As questões ambientais e os projetos de infraestrutura podem ser tratados de forma muito diferente, conforme o Estado. Não é isonômico e cria uma insegurança jurídica enorme. Além disso, essa dispersão de competências, dificulta muito o controle da sociedade sobre a regularidade desses processos de licenciamento, pois as informações passariam a ser divulgadas e organizadas de forma distinta em cada Estado, dificultando o acesso e a comparação dos dados. O Ministério da Economia e o Ministério do Meio Ambiente decidiram não comentar o assunto, sob o argumento de que ainda não há uma proposta definitiva e conclusiva sobre o assunto. O Ministério da Infraestrutura (Minfra), porém, defendeu a proposta, afirmando que o objetivo de uma eventual alteração do decreto visa otimizar os processos de licenciamento, otimizar o enquadramento pelos órgãos licenciadores e trazer mais clareza aos procedimentos.

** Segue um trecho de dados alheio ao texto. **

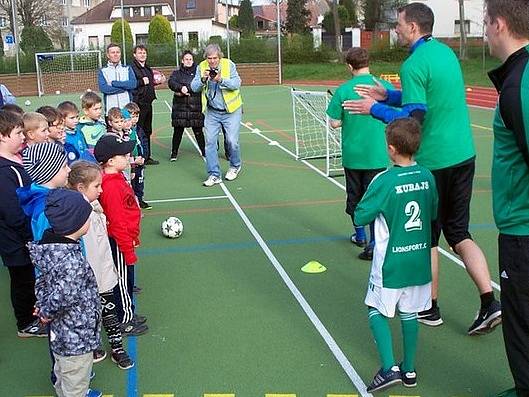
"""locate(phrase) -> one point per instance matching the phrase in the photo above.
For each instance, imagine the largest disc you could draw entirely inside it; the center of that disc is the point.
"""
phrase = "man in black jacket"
(144, 95)
(507, 28)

Por fim, destaca-se que projetos de portos, hidrovias, ferrovias e rodovias são todos empreendimentos estratégicos para o governo. O governo tem realizado reuniões sobre o assunto desde 2019, sob a coordenação da Secretaria de apoio de Licenciamento Ambiental do Ministério da Economia, para tratar de mudanças na regulamentação da Lei Complementar 140/2011, que trata do papel da União no licenciamento, e definir o que realmente é de competência federal no licenciamento ambiental. O fato de o empreendimento ser licenciado pelo ente estadual não significa que o rito do processo de licenciamento será menos rigoroso. Os órgãos estaduais têm plena competência e know-how para conduzir processos de licenciamento complexos, defendeu o Minfra. Sobre o licenciamento portuário, a pasta afirmou que muitos portos e terminais já são de competência estadual e que a mudança passaria englobar estruturas maiores que são tratadas hoje pelo Ibama.

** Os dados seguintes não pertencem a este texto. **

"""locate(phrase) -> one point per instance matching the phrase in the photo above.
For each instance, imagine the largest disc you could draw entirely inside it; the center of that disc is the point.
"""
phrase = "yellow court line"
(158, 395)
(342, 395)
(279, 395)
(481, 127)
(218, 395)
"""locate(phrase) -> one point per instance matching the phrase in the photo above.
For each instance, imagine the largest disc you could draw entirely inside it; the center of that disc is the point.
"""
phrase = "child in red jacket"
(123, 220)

Quanto ao licenciamento para acessos rodoviários de estradas, travessias urbanas e contornos rodoviários, além de ramais ferroviários e qualquer outra estrutura relacionada a ferrovias, afirma que também há atuação estadual e que o governo federal só entra em cena na implantação de uma nova rodovia ou de uma duplicação. O Minfra defende que o Ibama deixe de licenciar as hidrovias, sob o argumento de que o decreto em vigor (8434/2015) é confuso em sua definição de competência de licenciamento de hidrovias e licenciamento de estruturas hidroviárias. Dessa forma, afirma que é necessário esclarecer, pois tal incerteza enfraquece a atuação dos órgãos licenciadores. A Associação Brasileira de Entidades Estaduais de Meio Ambiente (Abema) declarou que sempre defendeu a competência dos Estados para realizar licenciamentos ambientais cujos impactos sejam restritos aos seus territórios, deixando a cargo da União as grandes obras de impacto regional.

Segundo a associação, a Lei Complementar 140/2011 traz esse contorno, prevendo que União, Estados e municípios possam atuar de forma cooperada, com o reconhecimento da competência dos órgãos ambientais estaduais e municipais para os impactos locais, respectivamente no âmbito de seus territórios. A Abema afirma que o texto possui convergência com a competência comum disposta em lei e na Constituição e que está disposta a dialogar sobre o tema, uma vez que mais de 90% da aplicação da legislação ambiental já está sob responsabilidade dos Estados e faz parte da rotina da associação o aprimoramento dos instrumentos de controle do uso dos recursos naturais. O governo não sinalizou quando pretende concluir o texto do decreto, tampouco quando (e se) deverá efetivamente publicá-lo. Fonte: Broadcast Agro. Adaptado por Cogo Inteligência em Agronegócio.